I'd love to see what you're doing with Citrus. Have you open sourced your work?

Hey Michael, i just wanted to let you know that i got tripped up by this as well.

rule statement
    top:(select_statement | set_operation_statement) <Veritas::SQL::Statement>
end

I expected to be able to be able to refer to top as an element and do things to it. However if i should instead be contending with the select_statement itself directly, i will do that!

I have added the ability to retrieve self by calling either captures[0] or some label (and/or alias) that the match may have in this commit. This does introduce a small issue with backwards compatibility, because previously you could get the first sub match by calling captures[0], but it is now available as captures[1], the second as captures[2], and so on. The array you get back from calling matches however is still the same - just sub matches.

Thanks, Michael. I think we're still miscommunicating slightly (sorry). Here's an example from my real code which I wish worked, but doesn't until I replace number with something else (super() or captures[0] neither of which are visually stunning):

rule year
        number { case number
                    when 0..20 then number + 2000
                    when 30..99 then number + 1900
                    else number
                 end }
end

To my thinking, this should work :-). I suspect this is also what knowtheory was suggesting, above, too (although there with an explicit label). Oddly, I prefer super() to captures[0] so I've not taken advantage of the new behavior. I know it caused some grief to break compatibility with the commit, so if you want to back that out and add this construct instead, that would be lovely :-).

I suspect you are rightly growing weary of this topic, so I'm happy to close the ticket and soldier on with whatever syntax you find best.

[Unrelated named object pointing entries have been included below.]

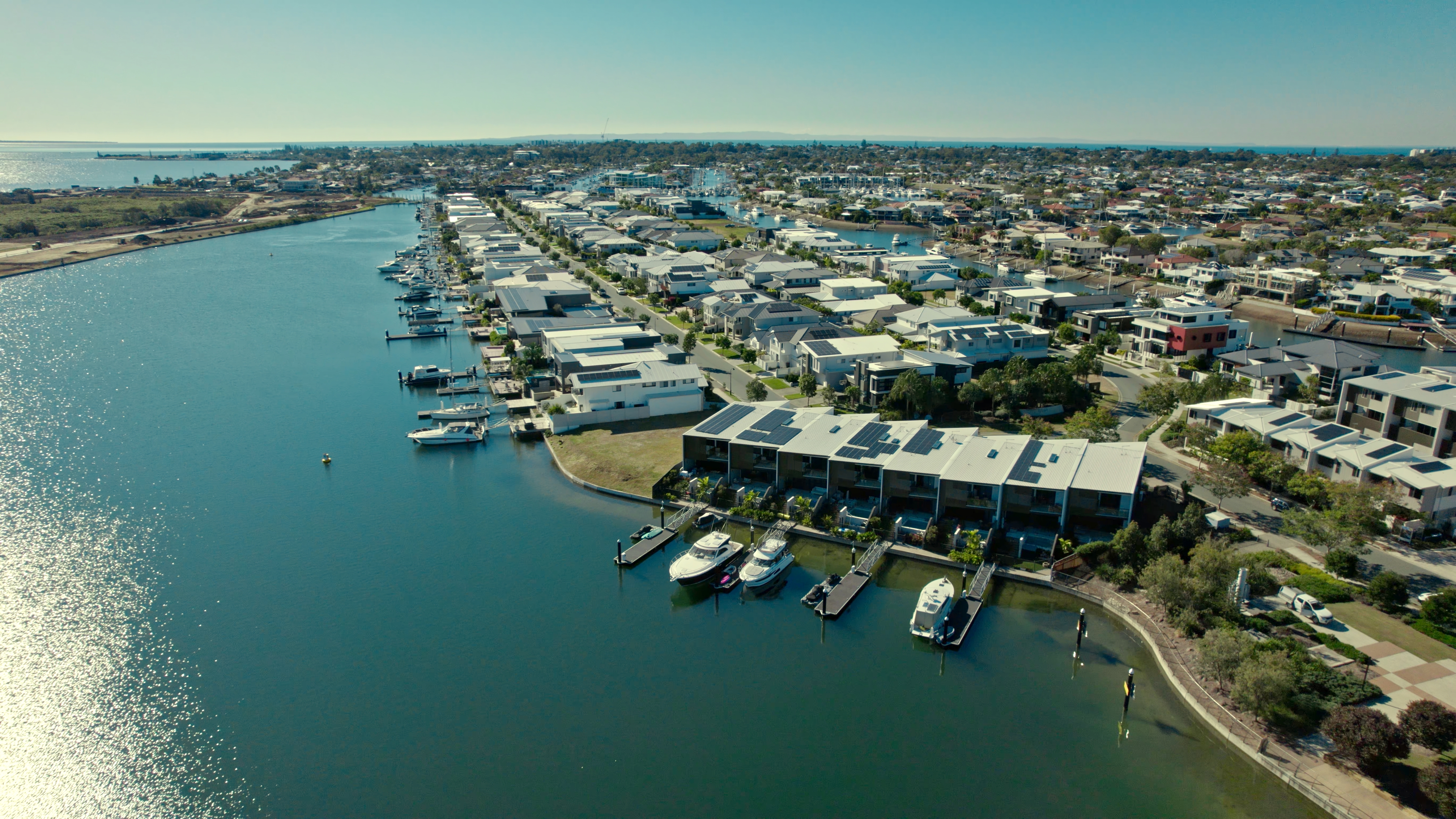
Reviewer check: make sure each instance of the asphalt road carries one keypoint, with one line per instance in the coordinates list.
(1250, 511)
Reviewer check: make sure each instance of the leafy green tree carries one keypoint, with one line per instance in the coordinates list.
(1158, 399)
(1221, 653)
(1429, 723)
(1036, 428)
(1442, 608)
(1238, 448)
(1094, 425)
(1224, 480)
(972, 394)
(807, 385)
(1388, 591)
(1365, 736)
(1343, 563)
(1263, 684)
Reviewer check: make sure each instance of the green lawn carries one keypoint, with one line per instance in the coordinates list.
(1385, 627)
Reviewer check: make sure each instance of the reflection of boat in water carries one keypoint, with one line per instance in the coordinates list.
(820, 591)
(705, 557)
(934, 607)
(768, 562)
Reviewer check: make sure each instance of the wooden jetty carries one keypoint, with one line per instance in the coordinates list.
(970, 605)
(670, 528)
(854, 584)
(388, 337)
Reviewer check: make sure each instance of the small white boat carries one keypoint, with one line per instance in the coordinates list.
(455, 432)
(937, 601)
(766, 563)
(461, 413)
(705, 557)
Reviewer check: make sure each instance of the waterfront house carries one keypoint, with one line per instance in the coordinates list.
(912, 475)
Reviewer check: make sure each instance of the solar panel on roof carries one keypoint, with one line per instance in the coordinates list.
(868, 435)
(1388, 451)
(775, 419)
(727, 417)
(924, 442)
(781, 436)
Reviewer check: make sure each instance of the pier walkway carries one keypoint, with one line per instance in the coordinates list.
(675, 525)
(970, 605)
(854, 584)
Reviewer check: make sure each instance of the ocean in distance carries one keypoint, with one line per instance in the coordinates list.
(201, 620)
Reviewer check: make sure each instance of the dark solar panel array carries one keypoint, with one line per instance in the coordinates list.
(608, 375)
(1028, 458)
(1331, 432)
(726, 419)
(781, 436)
(924, 442)
(868, 433)
(772, 420)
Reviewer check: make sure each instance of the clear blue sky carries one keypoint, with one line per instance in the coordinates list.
(1330, 74)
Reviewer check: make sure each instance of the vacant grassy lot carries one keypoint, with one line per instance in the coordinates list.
(1385, 627)
(60, 215)
(724, 228)
(627, 457)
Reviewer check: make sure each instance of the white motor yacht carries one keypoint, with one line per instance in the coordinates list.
(705, 557)
(455, 432)
(937, 601)
(766, 563)
(462, 413)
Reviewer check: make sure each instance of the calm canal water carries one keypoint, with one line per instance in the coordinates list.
(201, 620)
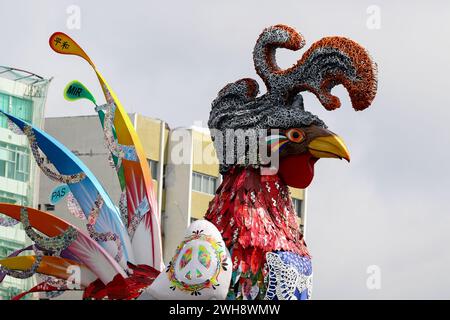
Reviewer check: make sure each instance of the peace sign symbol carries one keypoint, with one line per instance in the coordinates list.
(196, 263)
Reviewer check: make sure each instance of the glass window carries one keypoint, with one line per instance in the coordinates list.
(14, 162)
(196, 182)
(22, 108)
(4, 106)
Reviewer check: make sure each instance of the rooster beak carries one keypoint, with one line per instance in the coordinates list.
(330, 146)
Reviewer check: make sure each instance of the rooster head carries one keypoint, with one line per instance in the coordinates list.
(295, 135)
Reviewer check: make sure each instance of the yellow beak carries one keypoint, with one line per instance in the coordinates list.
(330, 146)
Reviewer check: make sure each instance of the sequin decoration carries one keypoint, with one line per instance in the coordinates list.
(7, 221)
(203, 256)
(289, 277)
(102, 236)
(74, 207)
(54, 244)
(197, 264)
(118, 150)
(138, 215)
(25, 273)
(42, 162)
(123, 208)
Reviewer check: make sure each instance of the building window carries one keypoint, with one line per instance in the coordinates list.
(153, 168)
(14, 162)
(204, 183)
(22, 108)
(18, 107)
(297, 206)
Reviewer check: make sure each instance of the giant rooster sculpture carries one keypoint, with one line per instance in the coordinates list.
(249, 246)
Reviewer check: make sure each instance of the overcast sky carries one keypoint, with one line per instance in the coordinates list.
(389, 207)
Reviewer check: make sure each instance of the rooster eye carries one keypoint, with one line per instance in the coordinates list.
(295, 135)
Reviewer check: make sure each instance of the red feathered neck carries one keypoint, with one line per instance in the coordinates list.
(255, 215)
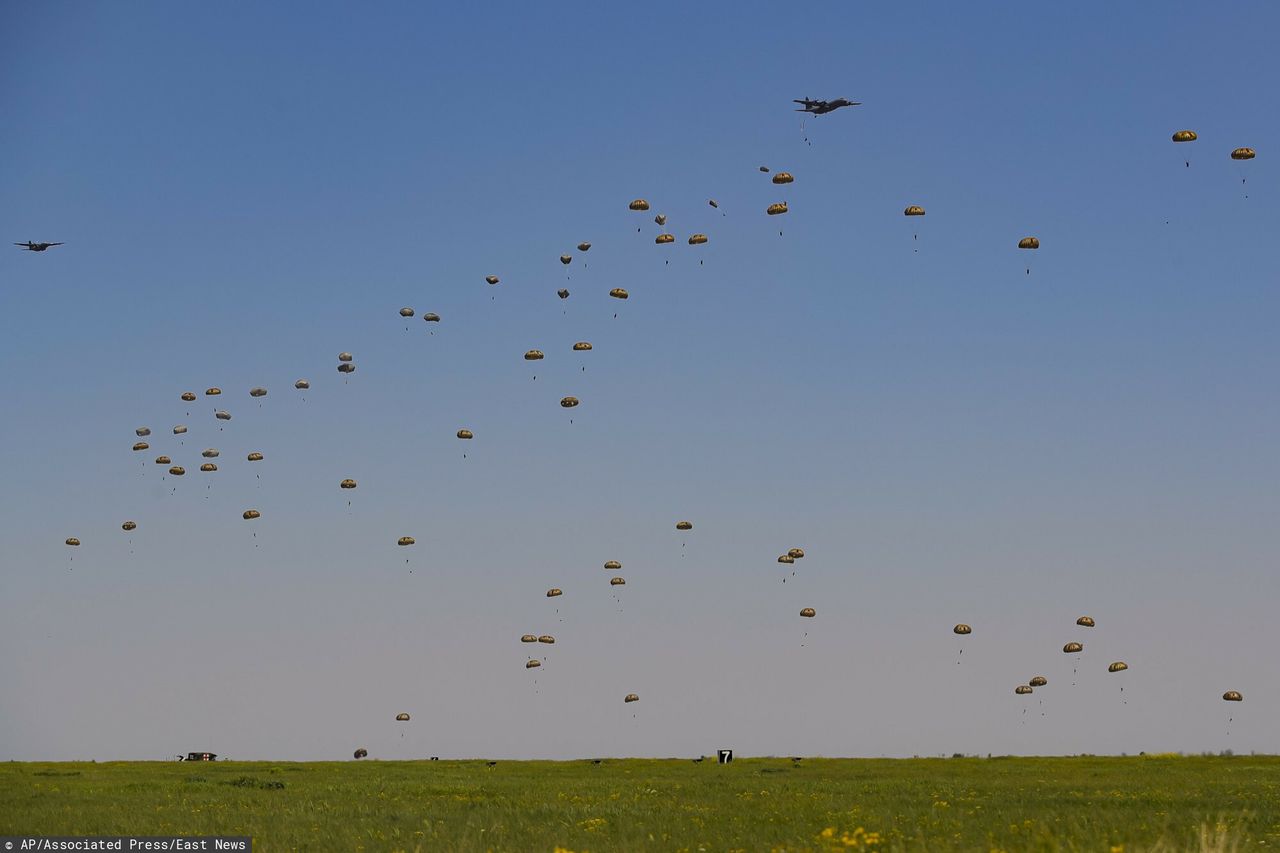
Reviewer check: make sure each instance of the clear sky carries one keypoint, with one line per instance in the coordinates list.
(246, 190)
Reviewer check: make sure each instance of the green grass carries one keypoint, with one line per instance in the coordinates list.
(1139, 803)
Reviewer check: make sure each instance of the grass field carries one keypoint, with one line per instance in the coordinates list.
(1137, 803)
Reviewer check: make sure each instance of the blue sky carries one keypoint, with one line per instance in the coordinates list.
(247, 191)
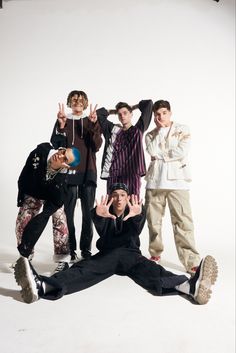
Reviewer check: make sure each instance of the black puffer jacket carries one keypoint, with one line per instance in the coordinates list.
(32, 180)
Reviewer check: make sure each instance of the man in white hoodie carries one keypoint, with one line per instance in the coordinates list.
(76, 129)
(168, 180)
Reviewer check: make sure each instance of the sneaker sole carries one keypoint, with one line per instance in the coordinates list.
(22, 273)
(207, 278)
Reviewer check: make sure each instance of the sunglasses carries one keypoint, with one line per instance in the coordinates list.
(62, 151)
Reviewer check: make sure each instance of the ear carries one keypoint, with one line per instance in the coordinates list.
(65, 165)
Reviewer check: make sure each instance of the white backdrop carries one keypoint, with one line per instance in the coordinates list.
(179, 50)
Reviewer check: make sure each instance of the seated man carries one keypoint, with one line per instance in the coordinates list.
(42, 183)
(119, 222)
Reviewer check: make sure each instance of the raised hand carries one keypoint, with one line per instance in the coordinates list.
(135, 207)
(93, 115)
(102, 208)
(61, 116)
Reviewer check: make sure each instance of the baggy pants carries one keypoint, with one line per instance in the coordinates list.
(120, 261)
(182, 223)
(30, 225)
(86, 193)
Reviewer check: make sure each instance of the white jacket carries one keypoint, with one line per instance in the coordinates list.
(173, 149)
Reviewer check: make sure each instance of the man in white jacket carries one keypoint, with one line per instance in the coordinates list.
(168, 180)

I don't think we're miscommunicating, it's just that the example you give doesn't work. Here's why: When you retrieve the number match, it is a Citrus::Match object. Thus, in your case statement, Range#=== fails to match because it is a range of integers, none of which are equal to the string value of the match object. Hopefully the following example will clear things up.

require 'citrus'

Citrus.eval(<<CITRUS)
grammar Date
  rule year
    number {
      int = number.to_i
      case int
      when 0..20 then int + 2000
      when 30..99 then int + 1900
      else int
      end
    }
  end

  rule number
    [0-9] { to_i }
  end
end
CITRUS

require 'test/unit'

class DateTest < Test::Unit::TestCase
  def test_number
    m = Date.parse('1', :root => :number)
    assert_equal('1', m)
    assert_equal(1, m.value)
  end

  def test_year
    m = Date.parse('2', :root => :year)
    assert_equal('2', m)
    assert_equal(2002, m.value)
  end
end

Notice that in the semantic block associated with number inside the year rule, we can't use number.value. Instead, we need to call number.to_i explicitly. This is because we are already in the block that gets called when we call value on a match object that is generated by the year rule. Thus, calling number.value inside the block would create an infinitely recurring loop.

DUH! My bad. I had assumed this wasn't working because of the topic of this thread about the summer for referencing the value by name. I never stopped to think that when changing from super() to number, the semantics of referencing the value changed as well.

In my world, this would mean number.value rather than number.to_i - but the mistake (mine!) is the same.

Thanks, Michael. Sorry for taking up your time on this.